Harapan di Hutan Larangan

23 Juni 2022   12:16 Diperbarui: 23 Juni 2022   12:32 182
+
Laporkan Konten
Laporkan Akun
Kompasiana adalah platform blog. Konten ini menjadi tanggung jawab bloger dan tidak mewakili pandangan redaksi Kompas.
Lihat foto
Cerpen. Sumber ilustrasi: Unsplash

Matahari siang menggantung tinggi di langit. Dewandaru dan Ki Kebomas kembali ke tempat duduk lincak bambu depan rumah. Mereka baru saja melepas keberangkatan Jaka Bobo dan Raden Milo menjadi murid baru di Padepokan Inggil Giri.

Hati Dewandaru merasa setengah bangga dan setengah kesepian. Muncul ingatan semasa kecil bersama-sama mereka membuatnya terhibur wajahnya begitu tampak semringah. Tetapi sesaat begitu teringat kepergian Jaka Bobo dan Raden Milo ekspresi wajahnya berubah sangat sedih.

Ki Kebomas menyipitkan mata menatap Dewandaru.
"Kakek pun pasti merasakan juga nantinya. Tinggal menunggu waktu saja. Semua akan kembali seperti asalnya." Kata Ki Kebomas dengan suara serak.
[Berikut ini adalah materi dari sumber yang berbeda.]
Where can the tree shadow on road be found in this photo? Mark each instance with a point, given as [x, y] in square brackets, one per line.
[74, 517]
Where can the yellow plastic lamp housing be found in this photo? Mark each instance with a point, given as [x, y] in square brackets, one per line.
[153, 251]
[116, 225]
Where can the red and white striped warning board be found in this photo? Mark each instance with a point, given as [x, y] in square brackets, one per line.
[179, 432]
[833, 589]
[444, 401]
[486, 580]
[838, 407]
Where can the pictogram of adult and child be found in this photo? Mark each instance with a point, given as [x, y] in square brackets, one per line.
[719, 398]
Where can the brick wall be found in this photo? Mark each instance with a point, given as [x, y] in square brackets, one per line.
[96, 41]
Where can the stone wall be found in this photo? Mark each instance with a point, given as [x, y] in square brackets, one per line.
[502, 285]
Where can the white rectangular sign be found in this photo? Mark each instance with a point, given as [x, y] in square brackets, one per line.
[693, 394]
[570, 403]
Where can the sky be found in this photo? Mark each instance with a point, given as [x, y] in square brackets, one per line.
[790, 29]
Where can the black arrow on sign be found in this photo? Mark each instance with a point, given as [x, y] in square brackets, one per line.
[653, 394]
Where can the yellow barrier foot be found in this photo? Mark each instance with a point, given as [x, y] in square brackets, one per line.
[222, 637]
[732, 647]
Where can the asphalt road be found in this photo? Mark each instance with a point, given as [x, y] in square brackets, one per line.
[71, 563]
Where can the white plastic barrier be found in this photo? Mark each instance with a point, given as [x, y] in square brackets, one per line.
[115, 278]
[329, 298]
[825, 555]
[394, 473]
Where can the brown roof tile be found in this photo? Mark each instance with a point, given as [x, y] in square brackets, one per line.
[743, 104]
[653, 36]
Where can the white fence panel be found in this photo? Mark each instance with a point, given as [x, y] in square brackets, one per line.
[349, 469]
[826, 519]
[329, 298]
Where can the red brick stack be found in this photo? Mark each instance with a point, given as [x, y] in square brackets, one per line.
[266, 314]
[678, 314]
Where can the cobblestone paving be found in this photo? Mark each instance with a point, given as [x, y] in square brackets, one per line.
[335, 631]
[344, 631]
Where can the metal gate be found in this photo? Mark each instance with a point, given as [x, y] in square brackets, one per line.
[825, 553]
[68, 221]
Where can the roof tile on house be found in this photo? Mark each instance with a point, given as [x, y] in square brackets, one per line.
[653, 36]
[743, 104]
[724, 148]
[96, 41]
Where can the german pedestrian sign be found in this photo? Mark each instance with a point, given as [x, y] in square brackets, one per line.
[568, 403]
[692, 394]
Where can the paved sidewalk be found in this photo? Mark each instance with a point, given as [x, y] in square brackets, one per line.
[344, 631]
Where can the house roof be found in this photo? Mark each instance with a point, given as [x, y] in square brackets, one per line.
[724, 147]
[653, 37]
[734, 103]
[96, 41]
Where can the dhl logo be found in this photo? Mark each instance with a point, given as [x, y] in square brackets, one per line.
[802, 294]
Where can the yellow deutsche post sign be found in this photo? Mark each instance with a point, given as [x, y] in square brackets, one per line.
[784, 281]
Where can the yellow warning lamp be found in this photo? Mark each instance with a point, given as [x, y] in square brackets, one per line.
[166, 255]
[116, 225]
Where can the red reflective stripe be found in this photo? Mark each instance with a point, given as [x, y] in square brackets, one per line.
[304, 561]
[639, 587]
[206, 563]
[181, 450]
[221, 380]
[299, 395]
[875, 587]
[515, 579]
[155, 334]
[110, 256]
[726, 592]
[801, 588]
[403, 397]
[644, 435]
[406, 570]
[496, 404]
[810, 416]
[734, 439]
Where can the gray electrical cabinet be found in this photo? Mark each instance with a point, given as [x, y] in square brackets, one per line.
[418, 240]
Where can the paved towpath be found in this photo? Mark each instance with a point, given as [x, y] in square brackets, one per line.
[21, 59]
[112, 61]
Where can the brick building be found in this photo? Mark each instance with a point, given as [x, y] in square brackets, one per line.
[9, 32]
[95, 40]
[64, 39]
Mendengar itu Dewandaru merasa tambah sedih.
"Kek?" tanyanya lirih. "Apakah aku bisa mengunjungi kakek kapan saja?"

Ki Kebomas mencoba menghirup napas panjang.
"Entah kenapa hatiku berat sekali melepasmu pulang ke Karimunjawa. Jika bukan karena Ki Kastara yang mengingatkan, takkan kubiarkan dirimu menghadapi Putera Nara seorang diri. Tapi ..." katanya mengalihkan pertanyaan, dan lama terdiam.
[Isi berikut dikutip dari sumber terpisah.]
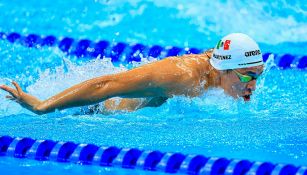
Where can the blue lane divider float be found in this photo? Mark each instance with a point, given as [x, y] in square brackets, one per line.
[127, 52]
[132, 158]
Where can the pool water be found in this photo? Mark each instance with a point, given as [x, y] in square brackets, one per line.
[271, 127]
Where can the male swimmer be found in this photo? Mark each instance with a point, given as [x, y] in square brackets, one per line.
[233, 65]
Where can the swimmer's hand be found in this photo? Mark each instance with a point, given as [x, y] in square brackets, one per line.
[25, 100]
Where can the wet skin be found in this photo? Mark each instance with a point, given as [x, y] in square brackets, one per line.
[186, 75]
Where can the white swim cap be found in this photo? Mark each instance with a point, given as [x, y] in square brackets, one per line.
[234, 51]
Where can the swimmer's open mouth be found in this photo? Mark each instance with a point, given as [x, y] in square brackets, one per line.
[247, 97]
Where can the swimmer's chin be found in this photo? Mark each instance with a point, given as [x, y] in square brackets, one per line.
[246, 98]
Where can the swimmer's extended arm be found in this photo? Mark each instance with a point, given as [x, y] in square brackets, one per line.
[131, 84]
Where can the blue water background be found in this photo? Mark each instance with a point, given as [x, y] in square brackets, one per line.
[272, 127]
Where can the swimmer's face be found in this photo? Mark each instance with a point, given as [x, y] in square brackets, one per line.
[240, 83]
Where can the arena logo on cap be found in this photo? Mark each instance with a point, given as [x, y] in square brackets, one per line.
[252, 53]
[225, 44]
[222, 57]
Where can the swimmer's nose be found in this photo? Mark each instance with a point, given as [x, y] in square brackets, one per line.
[250, 87]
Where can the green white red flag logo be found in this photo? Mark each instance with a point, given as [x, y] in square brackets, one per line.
[225, 44]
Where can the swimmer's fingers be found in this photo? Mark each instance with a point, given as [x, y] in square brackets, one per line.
[10, 90]
[9, 97]
[19, 90]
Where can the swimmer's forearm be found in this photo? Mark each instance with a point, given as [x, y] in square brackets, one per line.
[96, 90]
[85, 93]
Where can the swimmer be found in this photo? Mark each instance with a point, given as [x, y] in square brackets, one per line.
[233, 65]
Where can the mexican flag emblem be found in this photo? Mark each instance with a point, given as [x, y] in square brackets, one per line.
[225, 45]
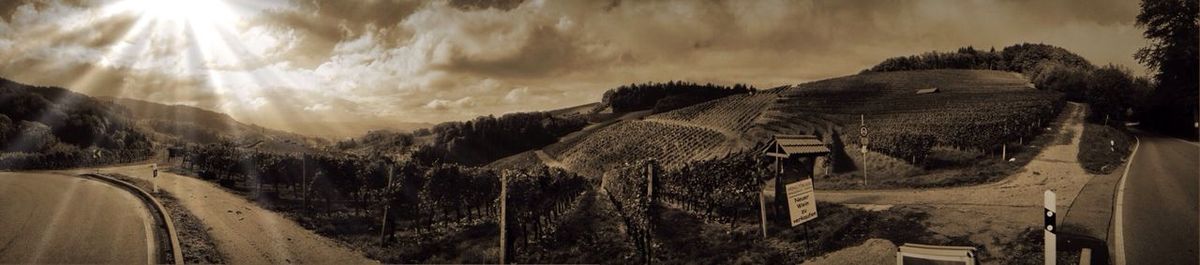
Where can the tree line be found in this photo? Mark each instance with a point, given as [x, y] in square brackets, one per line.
[53, 127]
[475, 142]
[1110, 91]
[665, 96]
"Tapi, apa Kek?" Tanya Dewandaru penasaran.

"Jika tak segera kau selamatkan, selamanya takkan pernah kakek menjumpai Ki Purwa." Ujar Ki Kebomas menunduk lesu.
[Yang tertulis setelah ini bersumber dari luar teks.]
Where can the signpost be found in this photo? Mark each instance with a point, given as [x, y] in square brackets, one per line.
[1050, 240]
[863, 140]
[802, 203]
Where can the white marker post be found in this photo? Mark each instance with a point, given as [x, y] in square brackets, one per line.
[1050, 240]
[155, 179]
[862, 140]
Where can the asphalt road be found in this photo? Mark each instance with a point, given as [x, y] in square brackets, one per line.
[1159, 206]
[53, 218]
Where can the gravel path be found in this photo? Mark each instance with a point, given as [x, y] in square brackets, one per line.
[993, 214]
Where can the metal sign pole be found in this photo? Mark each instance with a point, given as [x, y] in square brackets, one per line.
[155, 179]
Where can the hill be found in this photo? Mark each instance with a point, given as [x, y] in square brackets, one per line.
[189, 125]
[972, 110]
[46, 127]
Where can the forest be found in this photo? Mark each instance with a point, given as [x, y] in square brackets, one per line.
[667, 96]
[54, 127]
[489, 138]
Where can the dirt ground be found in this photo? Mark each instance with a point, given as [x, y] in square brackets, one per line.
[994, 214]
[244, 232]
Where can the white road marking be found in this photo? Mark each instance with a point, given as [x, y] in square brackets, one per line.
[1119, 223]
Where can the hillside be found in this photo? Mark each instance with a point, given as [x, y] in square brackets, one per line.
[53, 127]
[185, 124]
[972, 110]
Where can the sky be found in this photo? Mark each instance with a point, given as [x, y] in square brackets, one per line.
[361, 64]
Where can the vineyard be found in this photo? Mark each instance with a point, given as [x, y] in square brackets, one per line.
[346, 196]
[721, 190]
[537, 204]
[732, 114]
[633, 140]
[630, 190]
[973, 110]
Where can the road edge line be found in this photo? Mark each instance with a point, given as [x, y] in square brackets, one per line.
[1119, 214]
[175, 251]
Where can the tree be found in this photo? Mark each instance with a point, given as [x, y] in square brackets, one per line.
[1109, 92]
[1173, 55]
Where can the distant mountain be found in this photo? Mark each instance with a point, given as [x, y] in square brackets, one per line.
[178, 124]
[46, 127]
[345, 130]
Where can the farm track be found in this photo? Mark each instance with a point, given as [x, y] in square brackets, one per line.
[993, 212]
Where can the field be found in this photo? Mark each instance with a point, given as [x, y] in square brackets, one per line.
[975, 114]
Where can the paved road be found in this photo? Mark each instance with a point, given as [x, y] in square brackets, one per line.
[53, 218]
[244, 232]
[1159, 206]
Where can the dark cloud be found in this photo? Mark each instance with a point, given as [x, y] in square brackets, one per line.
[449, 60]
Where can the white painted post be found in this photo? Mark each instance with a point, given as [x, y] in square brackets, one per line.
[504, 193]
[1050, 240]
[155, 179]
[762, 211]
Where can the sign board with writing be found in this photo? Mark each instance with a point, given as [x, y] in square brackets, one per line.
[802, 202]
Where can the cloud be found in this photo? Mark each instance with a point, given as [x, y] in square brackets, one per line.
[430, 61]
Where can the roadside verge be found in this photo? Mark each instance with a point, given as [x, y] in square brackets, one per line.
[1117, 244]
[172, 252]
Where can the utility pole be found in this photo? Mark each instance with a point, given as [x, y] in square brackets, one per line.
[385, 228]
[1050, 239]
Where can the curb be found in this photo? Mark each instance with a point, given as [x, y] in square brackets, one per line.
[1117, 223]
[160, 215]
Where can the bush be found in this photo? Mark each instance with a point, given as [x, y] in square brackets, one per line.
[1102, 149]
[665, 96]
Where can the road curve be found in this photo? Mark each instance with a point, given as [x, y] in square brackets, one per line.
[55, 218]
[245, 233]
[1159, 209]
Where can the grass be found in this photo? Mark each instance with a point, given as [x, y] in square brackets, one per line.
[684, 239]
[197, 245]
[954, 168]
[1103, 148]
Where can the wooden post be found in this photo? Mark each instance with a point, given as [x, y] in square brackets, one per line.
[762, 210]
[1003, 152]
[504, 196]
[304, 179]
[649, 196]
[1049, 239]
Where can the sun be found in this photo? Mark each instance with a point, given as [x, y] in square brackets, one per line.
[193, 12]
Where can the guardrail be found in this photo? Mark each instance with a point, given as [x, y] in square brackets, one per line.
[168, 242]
"Jadi itu jawaban kenapa kakek memberiku dua mantra sakti." Gumam Dewandara sambil memegang tangan Ki Kebomas yang mengangguk kecil.

"Dulu, saat kakek baru saja lulus dari Padepokan Inggil Giri. Secepatnya ingin sekali pergi ke Karimujawa menyelamatkan Ki Purwa sebelum ia mewariskan ilmunya kepada Putra Nara. Tapi, guru besar berpesan agar kakek pergi dan menjaga hutan larangan ini saja.

Saat itu hujan turun sepanjang hari. Membuat Desa Kemasan tak kuat lagi menerima luapan air, banjir bandang pun terjadi. Rumah-rumah terendam, dan parahnya lagi warga pun gagal panen. Tak berhenti sampai situ, ketika air sudah surut. Desa Kemasan diserang wabah penyakit, kudis, kurap, kutu air, dan gatal-gatal, hingga muntah-muntah. Kejadian seperti ini terus berulang sepanjang tahun" Ujarnya menghela napas. Dewandaru mendengar penuh perhatian.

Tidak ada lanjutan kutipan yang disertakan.